Shares of besieged California utility PG&E Corp. rallied Tuesday despite a bitter disagreement between the company and some of its shareholders over its decision to file for Chapter 11 bankruptcy protection.

The nation's largest U.S. power provider filed for bankruptcy on Tuesday and asked the court to approve a $5.5 billion debtor-in-possession financing, it said in a statement. The company also filed various motions with the Court, including requests for permission to continue paying employees and providing them healthcare and other benefits.

On its website, PG&E said it would continue to provide electric and natural gas service as normal. The San Francisco utility has 16 million customers in Northern and Central California. "To be clear, we have heard the calls for change and we are determined to take action throughout this process to build the energy system our customers want and deserve," said John R. Simon, PG&E's interim CEO, in a statement.

Shares of PG&E rose 17 percent Tuesday. Some traders speculated that those with bets against the shares were closing out their trades and forcing up the stock price. The stock is down more than 65 percent over the past six months.

PG&E's bankruptcy filing comes nearly three months after the start of the so-called Camp Fire, which broke out on the morning of Nov. 8 near the town of Paradise in northern California. The fast-moving wildfire killed at least 86 people and destroyed about 14,000 homes, making it the state's deadliest.

Though responsibility for that fire has yet to be determined, state investigators cleared the utility company of liability in the October 2017 Tubbs Fire on Thursday, the largest such fire of that year. While a small victory for the company, that finding comes after state investigators determined that PG&E's equipment was liable in at least 17 major wildfires in 2017.

PG&E listed assets of $71.39 billion and liabilities of $51.69 billion, in a court document filed in the U.S. Bankruptcy Court for the Northern District of California.
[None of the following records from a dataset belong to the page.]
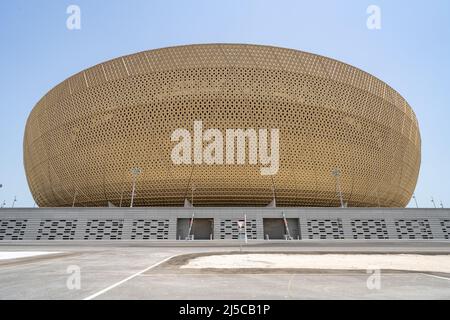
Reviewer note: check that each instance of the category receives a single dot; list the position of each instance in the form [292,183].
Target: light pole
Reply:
[135,171]
[434,203]
[192,195]
[337,174]
[415,200]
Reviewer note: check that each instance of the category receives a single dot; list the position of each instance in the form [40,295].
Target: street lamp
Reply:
[337,174]
[415,200]
[135,172]
[434,203]
[192,195]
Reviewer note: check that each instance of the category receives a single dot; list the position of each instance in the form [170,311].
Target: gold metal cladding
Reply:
[84,136]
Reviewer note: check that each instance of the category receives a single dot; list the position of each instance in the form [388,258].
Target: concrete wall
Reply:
[161,223]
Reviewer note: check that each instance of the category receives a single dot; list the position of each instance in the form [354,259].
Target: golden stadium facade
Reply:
[84,136]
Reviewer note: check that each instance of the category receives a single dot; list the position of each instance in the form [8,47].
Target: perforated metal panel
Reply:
[85,135]
[13,229]
[325,229]
[413,229]
[63,229]
[369,229]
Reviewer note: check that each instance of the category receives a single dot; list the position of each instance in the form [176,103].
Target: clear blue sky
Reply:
[411,53]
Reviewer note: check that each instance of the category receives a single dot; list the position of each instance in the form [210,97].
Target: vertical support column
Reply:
[390,226]
[259,226]
[216,227]
[347,227]
[304,227]
[173,228]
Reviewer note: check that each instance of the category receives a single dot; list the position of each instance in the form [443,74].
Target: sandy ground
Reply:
[407,262]
[8,255]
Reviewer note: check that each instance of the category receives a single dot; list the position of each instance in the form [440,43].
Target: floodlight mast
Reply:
[135,172]
[337,174]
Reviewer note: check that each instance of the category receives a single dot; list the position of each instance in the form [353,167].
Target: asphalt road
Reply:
[136,270]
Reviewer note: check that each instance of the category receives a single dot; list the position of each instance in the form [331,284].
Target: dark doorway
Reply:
[275,229]
[202,229]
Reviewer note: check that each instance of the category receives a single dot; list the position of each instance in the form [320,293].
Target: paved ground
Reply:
[128,270]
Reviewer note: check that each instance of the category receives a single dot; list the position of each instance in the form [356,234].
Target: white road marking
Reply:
[95,295]
[9,255]
[438,277]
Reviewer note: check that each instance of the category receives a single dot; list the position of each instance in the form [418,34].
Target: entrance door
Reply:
[202,229]
[275,229]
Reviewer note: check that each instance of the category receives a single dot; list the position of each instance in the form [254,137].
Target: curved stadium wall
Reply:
[83,137]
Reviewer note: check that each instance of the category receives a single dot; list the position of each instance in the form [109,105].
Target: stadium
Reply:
[103,136]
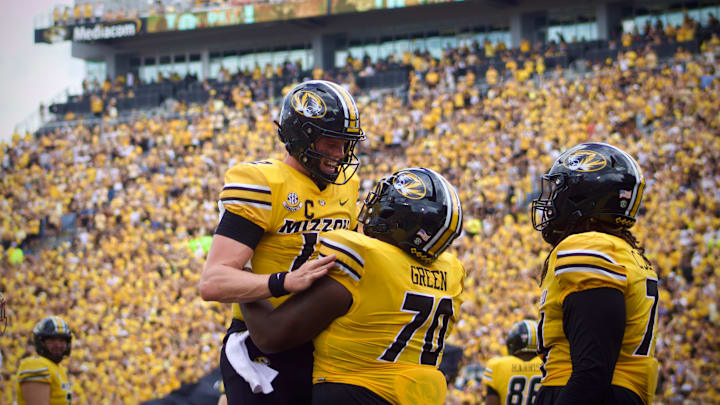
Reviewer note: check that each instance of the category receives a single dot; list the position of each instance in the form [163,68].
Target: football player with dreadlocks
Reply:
[272,211]
[599,299]
[381,314]
[515,379]
[41,379]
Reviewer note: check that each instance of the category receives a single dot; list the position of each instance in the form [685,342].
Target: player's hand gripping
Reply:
[311,270]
But while the company's expected costs tally up to as much as $30 billion, beyond what the company says it's able to manage, some on Wall Street remain unconvinced.
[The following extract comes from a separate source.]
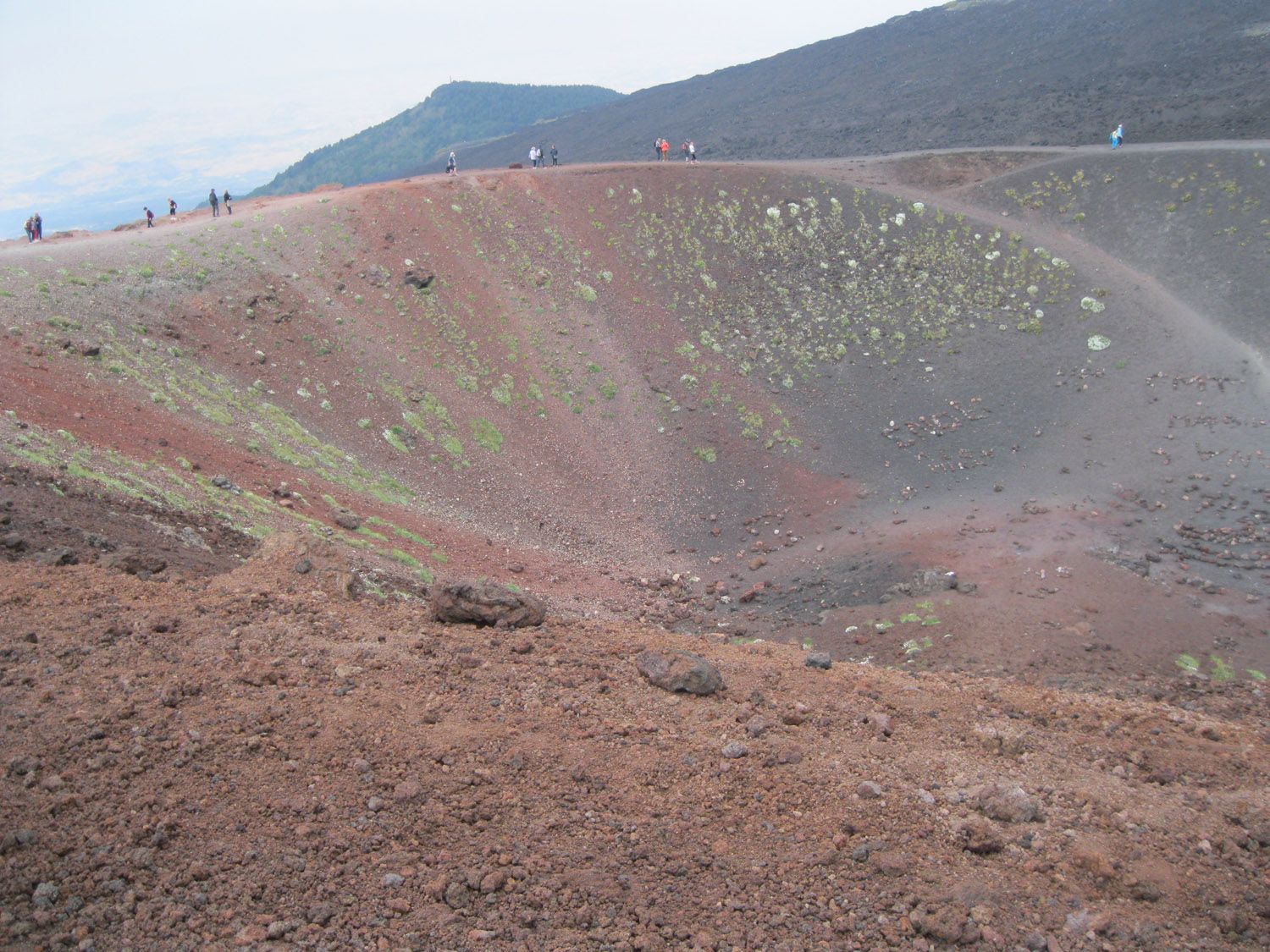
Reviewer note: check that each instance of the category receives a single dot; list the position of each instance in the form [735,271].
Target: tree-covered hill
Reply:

Hedge fund and PG&E shareholder BlueMountain Capital has challenged the utility's plan. "We write to challenge the Board's plan for a damaging, avoidable, and unnecessary bankruptcy. There is overwhelming evidence that PG&E is solvent," the fund wrote on Jan. 17. "We simply cannot recall a situation where such a valuable company filed for bankruptcy with such blatant questions about the necessity of doing so."

Even one top Wall Street's top analyst remained certain that a court would approve PG&E's bid for bankruptcy protection.
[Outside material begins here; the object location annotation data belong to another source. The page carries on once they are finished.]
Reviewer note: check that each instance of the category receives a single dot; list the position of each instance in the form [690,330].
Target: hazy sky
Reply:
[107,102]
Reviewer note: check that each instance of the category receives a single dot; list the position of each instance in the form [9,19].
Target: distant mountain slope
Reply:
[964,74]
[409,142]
"We believe there is a meaningful probability that a court would reject a PG&E Chapter 11 filing on the ground that the company is solvent and that PG&E is filing Chapter 11 to achieve tactical litigation advantages," Morgan Stanley analyst Stephen Byrd wrote Tuesday. "Bankruptcy law includes a "good faith" Chapter 11 filing requirement, in which the debtor must not be filing for reasons inconsistent with the reasons Chapter 11 was created."

The fund may also be concerned about its performance, since its portfolios hold more than 10 million PG&E shares. Banks and bondholders usually have priority in their claims to recover money in a bankruptcy before shareholders and other parties.

Others, including University of Chicago bankruptcy professor Douglas Baird, said they have "no doubt" PG&E would qualify for Chapter 11 protections.

"Companies need to file in good faith and they need to show they're in financial distress. All they need to do is say we have a problem," Baird, who served as the law school's dean from 1994 to 1999, told CNBC. "The $30 billion back-of-the-envelope estimate might be on the low side, and also you don't know what the revenues are like going forward because they may need to make additional capital investments."

To be sure, Baird added, a company doesn't avoid all liability by filing for bankruptcy.

"PG&E has to pay all its creditors every penny they're owed," he said. "The big thing that people forget is that companies in bankruptcy still have to play by the same rules as everyone else."

Other equity holders, including Seth Klarman's $30 billion hedge fund The Baupost Group, have devised other ways to hedge their bets on PG&E. A source familiar with the matter confirmed to CNBC earlier this month that Klarman has spoken to multiple insurance companies about buying their claims against PG&E.

Such claims would be entitled for repayment under a bankruptcy proceeding and could work as a hedge that could offset losses in PG&E's stock. The claims could also grant the hedge fund a say in how the company ultimately reorganizes itself.